All this talk about the world coming to an end reminds me that I once had an interior designer named Daniel who had MASSIVE angel wings tattooed on his back. One afternoon we were looking at fabric swatches, and I made the mistake of asking him about them. The conversation went something like this.
Me: So, what made you want to get those big wings on your back?
Daniel: I’m an angel.
Me: (laughing) Yeah, right. (beat) No, really…
Daniel: No, I’m an angel. Actually, I’m an arch angel.
At which point I was alternately considering the following two ideas: Either he was completely crazy or, he was in fact an arch angel in which case it was probably a good idea to be on his good side.
Me: How did you learn that you were an angel?
The rest of the conversation went something like this:
He was working as a makeup artist on the TV show Roseanne. One day, Roseanne brought in her personal psychic to do a reading for all the employees. R’s personal psychic was an obese woman, whose name escapes me – although Barbara seems to ring a bell. Daniel and Barbara met and it was ‘magic’ because their souls recognized one another. It turned out they had been some sort of conjoined holy couple when the universe began. He was the male, she was the female and they had different names. Hers was Esmerelda, but his name was more of a sound. It was like a cross between Superman’s father’s name, and the sound a vuvuzela makes. They ended up quitting their day jobs and went on a one year road trip in a Winnebago, where they would go in and out of their twin alter egos, hugging trees (literally) and preaching to people that the end of the world was near. He also mentioned that when Barbara was her alter soul ego she could run extremely quickly despite her girth.

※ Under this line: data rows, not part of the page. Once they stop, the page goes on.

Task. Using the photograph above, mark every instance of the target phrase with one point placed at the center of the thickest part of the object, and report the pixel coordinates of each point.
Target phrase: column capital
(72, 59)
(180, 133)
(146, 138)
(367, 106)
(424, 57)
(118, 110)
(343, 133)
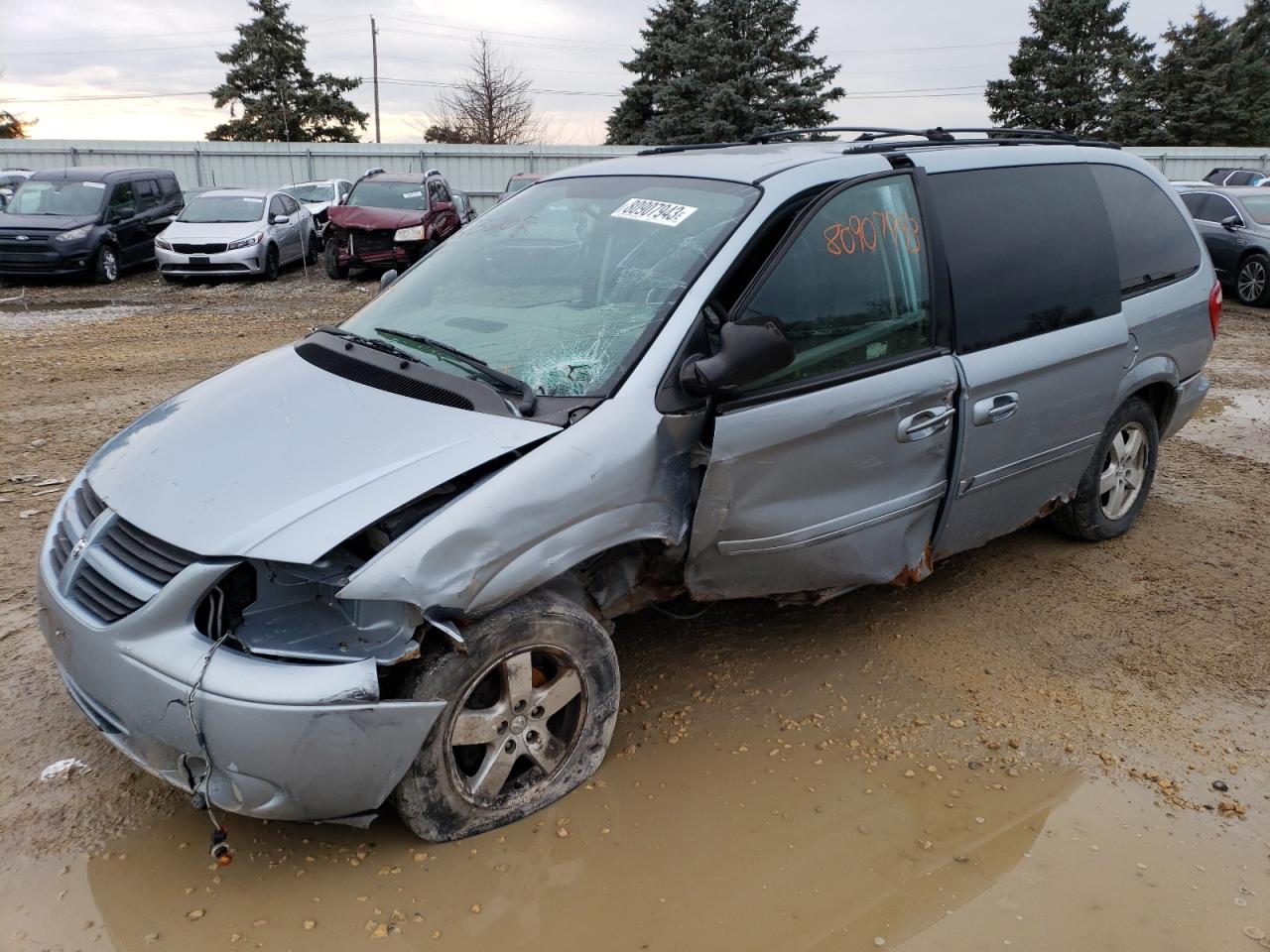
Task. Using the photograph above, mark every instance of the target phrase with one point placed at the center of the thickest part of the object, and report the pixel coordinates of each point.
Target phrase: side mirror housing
(747, 352)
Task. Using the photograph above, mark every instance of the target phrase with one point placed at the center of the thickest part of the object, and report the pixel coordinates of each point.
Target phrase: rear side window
(1029, 252)
(148, 193)
(1152, 240)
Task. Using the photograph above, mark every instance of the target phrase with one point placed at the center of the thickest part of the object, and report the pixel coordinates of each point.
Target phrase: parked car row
(94, 222)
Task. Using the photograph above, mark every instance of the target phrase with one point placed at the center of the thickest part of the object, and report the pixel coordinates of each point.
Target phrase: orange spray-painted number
(862, 234)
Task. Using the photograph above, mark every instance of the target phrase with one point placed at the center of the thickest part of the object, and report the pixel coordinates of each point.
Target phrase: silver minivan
(381, 562)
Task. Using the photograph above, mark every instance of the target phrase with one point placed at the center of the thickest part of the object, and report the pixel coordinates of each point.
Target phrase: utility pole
(375, 56)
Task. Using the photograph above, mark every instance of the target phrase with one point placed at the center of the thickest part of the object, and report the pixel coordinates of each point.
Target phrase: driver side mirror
(747, 352)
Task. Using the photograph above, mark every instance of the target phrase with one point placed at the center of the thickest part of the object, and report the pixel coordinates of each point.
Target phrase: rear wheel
(271, 264)
(105, 270)
(1252, 281)
(531, 711)
(1115, 485)
(334, 270)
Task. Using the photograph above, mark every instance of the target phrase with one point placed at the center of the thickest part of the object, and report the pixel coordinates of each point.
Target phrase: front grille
(122, 567)
(368, 243)
(212, 249)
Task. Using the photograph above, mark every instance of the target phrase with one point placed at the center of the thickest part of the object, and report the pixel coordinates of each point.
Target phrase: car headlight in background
(75, 234)
(246, 243)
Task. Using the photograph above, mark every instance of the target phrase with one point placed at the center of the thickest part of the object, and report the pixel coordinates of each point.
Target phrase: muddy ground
(1019, 752)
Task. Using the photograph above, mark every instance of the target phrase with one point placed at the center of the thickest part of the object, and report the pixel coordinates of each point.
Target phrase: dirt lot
(1019, 752)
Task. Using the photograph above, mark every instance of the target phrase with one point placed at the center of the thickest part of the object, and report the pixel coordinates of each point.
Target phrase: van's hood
(358, 217)
(276, 458)
(42, 223)
(211, 230)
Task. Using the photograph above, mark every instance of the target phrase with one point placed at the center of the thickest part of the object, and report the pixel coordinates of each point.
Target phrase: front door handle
(925, 422)
(994, 409)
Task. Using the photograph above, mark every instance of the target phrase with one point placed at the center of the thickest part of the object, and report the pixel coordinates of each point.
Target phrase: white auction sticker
(653, 211)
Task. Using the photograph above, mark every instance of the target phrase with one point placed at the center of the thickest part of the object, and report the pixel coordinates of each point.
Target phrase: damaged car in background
(381, 563)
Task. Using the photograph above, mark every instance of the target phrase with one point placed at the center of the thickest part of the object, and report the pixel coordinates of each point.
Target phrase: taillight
(1214, 306)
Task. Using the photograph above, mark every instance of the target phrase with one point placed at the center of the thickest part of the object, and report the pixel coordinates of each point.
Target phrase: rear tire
(1252, 281)
(530, 714)
(272, 264)
(1115, 485)
(334, 270)
(105, 267)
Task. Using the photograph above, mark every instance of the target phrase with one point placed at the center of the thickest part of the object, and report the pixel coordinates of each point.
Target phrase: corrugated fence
(481, 172)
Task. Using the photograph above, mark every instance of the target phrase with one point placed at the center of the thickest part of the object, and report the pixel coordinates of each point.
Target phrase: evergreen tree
(1199, 85)
(1252, 39)
(668, 33)
(268, 77)
(1075, 72)
(722, 70)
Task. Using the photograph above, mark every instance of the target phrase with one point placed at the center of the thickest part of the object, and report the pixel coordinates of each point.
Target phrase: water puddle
(1234, 421)
(740, 849)
(27, 312)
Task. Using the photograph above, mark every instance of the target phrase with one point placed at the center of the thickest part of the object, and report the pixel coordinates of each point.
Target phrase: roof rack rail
(689, 148)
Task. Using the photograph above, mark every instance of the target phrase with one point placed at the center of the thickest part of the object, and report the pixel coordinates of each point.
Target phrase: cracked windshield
(561, 285)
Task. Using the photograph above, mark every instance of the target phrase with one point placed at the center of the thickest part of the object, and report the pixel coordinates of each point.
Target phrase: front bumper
(287, 742)
(42, 259)
(1188, 398)
(243, 261)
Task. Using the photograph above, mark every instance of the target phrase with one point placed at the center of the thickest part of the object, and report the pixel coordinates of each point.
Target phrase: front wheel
(530, 714)
(1252, 282)
(1115, 485)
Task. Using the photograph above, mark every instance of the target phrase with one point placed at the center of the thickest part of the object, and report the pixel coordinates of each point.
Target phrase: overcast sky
(921, 62)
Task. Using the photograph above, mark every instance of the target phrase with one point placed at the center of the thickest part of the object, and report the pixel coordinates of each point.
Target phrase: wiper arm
(515, 384)
(382, 345)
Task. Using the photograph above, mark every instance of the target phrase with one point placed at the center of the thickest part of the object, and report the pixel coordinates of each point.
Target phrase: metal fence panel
(481, 172)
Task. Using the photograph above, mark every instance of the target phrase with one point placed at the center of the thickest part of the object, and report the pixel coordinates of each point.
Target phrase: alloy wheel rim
(1124, 470)
(517, 724)
(1252, 281)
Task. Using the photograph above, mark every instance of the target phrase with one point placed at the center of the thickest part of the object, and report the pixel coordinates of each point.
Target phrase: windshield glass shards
(563, 287)
(407, 195)
(207, 209)
(71, 198)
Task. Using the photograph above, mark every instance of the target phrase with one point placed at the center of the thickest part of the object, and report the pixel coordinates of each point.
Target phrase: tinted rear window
(1152, 240)
(1029, 252)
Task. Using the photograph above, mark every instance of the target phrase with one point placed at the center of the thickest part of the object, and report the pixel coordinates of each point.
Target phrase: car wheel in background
(1252, 281)
(1115, 485)
(531, 711)
(105, 268)
(334, 270)
(271, 264)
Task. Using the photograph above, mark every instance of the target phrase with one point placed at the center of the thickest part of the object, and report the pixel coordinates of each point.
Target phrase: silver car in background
(318, 197)
(382, 562)
(236, 232)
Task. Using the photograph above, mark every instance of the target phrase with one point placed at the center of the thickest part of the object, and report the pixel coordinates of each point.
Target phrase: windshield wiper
(375, 343)
(513, 384)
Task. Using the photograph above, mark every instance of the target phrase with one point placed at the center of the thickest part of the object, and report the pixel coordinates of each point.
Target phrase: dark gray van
(90, 221)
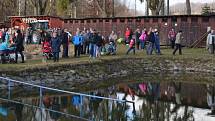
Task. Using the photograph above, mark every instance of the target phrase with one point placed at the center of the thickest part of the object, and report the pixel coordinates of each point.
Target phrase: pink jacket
(132, 42)
(143, 37)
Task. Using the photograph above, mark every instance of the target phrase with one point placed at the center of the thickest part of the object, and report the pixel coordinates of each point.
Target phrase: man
(19, 45)
(178, 41)
(65, 43)
(157, 42)
(55, 43)
(77, 41)
(172, 37)
(211, 42)
(151, 45)
(93, 41)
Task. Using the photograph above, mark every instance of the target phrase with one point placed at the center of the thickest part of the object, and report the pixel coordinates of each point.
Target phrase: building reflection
(157, 101)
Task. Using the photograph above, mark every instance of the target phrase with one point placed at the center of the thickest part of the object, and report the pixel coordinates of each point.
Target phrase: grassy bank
(200, 55)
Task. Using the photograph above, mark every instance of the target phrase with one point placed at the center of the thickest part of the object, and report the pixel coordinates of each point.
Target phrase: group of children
(141, 39)
(85, 42)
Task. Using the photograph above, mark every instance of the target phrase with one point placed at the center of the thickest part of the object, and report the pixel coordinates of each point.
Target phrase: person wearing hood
(55, 43)
(211, 42)
(178, 41)
(19, 45)
(77, 41)
(157, 42)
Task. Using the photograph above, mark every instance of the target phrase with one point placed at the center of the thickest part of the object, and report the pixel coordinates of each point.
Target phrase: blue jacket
(55, 43)
(4, 45)
(77, 40)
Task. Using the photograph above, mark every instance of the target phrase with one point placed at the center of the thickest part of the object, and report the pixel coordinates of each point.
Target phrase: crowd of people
(87, 41)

Me: Wow. So, what’s going to happen? Are we all going to die?
Him: No, nothing like that. Basically, money will become a thing of the past.
Me: So, how will we get goods?
Me: I like the sound of that.
Him: Yeah, people will become kinder, and there will be no irony anymore.
Me: What?! No irony?! What are we going to turn into a bunch of Jedediah Purdy clones?
Him: You’ll be fine… I think we should go with the chenille.